Note that $p(\mu|x,i)$ is still Gaussian. To get to the actual posterior $p(\mu|x)$ we want to get rid of the $I$. This can be achieved using the following formula:
$$
p(\mu|x) = \sum_{i=0}^1 p(i|x)\cdot p(\mu|x,i), \tag 1
$$
where
$$
p(i|x) = \frac{p_0(i)\cdot p(x|i)}{\sum_{j=0}^1 p_0(j)\cdot p(x|j)}.
$$
is the posterior measure over $i$ given the data $x$.
In any case, the posterior $p(\mu|x)$ will be again a Gaussian mixture with two components.

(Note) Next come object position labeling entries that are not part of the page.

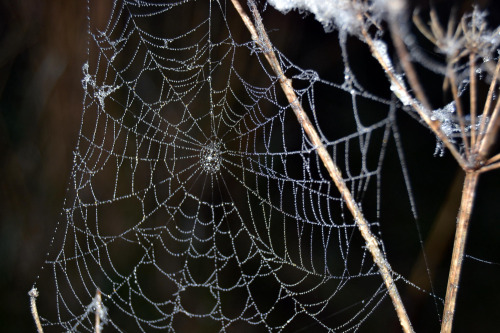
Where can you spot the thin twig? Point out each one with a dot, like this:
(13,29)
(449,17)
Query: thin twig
(98,311)
(491,132)
(410,72)
(487,104)
(404,95)
(33,293)
(468,195)
(460,112)
(260,36)
(473,98)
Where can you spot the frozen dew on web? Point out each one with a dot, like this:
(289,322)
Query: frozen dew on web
(196,201)
(210,155)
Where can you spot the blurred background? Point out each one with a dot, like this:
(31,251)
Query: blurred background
(43,47)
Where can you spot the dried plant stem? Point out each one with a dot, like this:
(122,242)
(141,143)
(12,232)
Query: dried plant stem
(473,97)
(422,111)
(467,202)
(260,37)
(33,293)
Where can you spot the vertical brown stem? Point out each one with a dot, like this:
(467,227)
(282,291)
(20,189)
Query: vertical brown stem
(260,36)
(33,293)
(468,195)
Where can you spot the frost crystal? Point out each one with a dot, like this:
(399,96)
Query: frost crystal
(340,14)
(450,124)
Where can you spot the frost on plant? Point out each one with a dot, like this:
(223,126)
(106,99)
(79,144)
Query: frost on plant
(450,125)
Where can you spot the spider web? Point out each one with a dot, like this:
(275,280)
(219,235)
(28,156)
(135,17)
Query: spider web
(196,201)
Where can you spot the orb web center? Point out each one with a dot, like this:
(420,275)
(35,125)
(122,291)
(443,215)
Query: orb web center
(210,156)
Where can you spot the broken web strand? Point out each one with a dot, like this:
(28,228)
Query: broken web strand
(259,35)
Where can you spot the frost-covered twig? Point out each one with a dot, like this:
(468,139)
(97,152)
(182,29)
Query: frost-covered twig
(260,37)
(33,293)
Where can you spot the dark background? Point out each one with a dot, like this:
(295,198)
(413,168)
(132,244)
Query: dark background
(43,47)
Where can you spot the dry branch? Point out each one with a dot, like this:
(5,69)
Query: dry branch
(260,37)
(33,293)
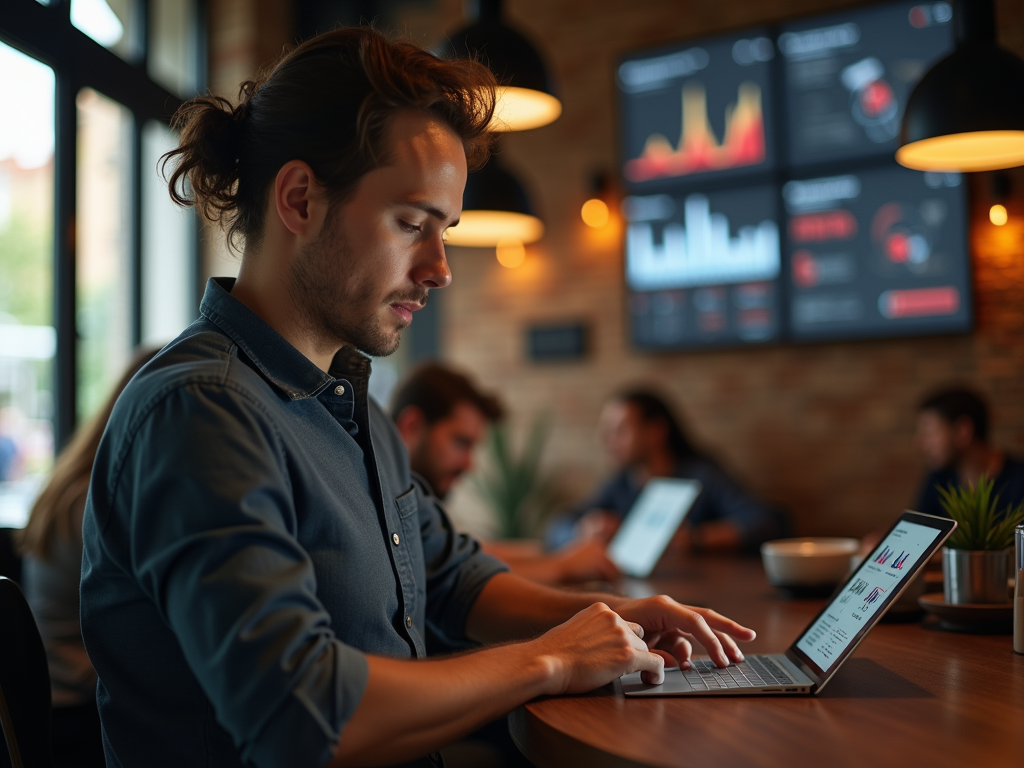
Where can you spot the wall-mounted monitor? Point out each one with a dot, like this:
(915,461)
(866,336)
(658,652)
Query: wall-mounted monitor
(757,214)
(697,111)
(848,76)
(877,253)
(702,267)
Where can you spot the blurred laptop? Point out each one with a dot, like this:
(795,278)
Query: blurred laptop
(815,656)
(651,522)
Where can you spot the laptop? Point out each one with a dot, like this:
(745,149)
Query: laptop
(829,639)
(652,521)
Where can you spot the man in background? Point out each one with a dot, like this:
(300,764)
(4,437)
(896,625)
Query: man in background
(441,418)
(952,437)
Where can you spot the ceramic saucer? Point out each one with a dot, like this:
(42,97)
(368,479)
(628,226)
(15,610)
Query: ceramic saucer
(969,616)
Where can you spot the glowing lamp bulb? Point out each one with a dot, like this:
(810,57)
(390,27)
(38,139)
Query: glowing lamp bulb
(511,253)
(595,213)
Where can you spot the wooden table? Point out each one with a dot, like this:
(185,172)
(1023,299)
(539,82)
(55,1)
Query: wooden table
(911,696)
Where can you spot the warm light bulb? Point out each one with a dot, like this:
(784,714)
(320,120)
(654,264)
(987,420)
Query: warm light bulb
(511,253)
(487,228)
(595,213)
(522,109)
(976,151)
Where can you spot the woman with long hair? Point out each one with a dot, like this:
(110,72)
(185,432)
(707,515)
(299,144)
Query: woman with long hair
(51,546)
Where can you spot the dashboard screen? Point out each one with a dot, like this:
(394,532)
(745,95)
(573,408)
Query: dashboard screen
(848,77)
(697,112)
(877,253)
(702,268)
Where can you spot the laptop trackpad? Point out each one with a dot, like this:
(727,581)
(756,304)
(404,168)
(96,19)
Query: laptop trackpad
(674,683)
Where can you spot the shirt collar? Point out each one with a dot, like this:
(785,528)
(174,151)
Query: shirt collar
(279,361)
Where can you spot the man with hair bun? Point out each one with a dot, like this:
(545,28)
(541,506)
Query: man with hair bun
(260,569)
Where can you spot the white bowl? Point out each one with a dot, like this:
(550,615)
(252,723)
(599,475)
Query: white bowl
(808,562)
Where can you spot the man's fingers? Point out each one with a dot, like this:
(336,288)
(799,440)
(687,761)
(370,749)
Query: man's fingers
(731,649)
(637,629)
(704,635)
(679,646)
(651,667)
(717,622)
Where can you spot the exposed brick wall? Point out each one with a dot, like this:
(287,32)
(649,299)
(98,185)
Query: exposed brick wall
(826,429)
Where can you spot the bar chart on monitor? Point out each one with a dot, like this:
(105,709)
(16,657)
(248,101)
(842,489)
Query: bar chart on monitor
(702,267)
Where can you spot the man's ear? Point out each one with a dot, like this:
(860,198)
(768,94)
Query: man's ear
(412,425)
(299,200)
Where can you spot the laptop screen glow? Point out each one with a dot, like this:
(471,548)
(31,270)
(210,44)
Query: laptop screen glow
(650,524)
(880,576)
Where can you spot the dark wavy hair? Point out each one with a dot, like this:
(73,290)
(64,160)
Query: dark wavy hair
(652,408)
(437,390)
(953,404)
(328,102)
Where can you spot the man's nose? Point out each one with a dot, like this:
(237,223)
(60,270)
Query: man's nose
(432,269)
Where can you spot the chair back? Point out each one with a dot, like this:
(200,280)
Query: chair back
(25,684)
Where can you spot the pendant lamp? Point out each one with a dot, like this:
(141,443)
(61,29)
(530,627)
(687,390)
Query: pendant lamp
(495,209)
(967,114)
(525,97)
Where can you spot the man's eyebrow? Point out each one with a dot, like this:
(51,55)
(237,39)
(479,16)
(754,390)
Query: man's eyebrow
(435,212)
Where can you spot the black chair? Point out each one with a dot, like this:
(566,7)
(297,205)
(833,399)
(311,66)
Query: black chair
(25,684)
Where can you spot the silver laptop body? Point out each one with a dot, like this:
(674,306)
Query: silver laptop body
(834,634)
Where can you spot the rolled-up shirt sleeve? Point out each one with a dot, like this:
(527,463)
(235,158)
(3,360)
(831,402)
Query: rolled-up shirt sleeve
(457,571)
(212,540)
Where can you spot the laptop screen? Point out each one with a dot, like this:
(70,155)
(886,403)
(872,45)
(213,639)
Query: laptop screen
(650,524)
(884,572)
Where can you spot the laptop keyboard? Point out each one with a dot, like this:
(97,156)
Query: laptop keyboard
(754,673)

This you can see in equation (1): We have a convex combination of two Gaussian measures there.
The question about the regularisation is somewhat more tricky. You get an $L^2$ regularisation in the Gaussian prior case, since the negative log-prior is an $L^2$-norm.
Here, we have the regulariser $R(\mu)$ given by
$$
R(\mu) = -\log(p(\mu)) = -\log\left(a \frac{1}{\sqrt{2\pi}} \exp(-\frac12\|\mu\|^2) + b \frac{1}{\sqrt{2\pi}} \exp(-\frac12\|\mu-1\|^2)\right).
$$
I do not actually see a way to simplify this term. It is definitely something non-standard to do as a regularisation.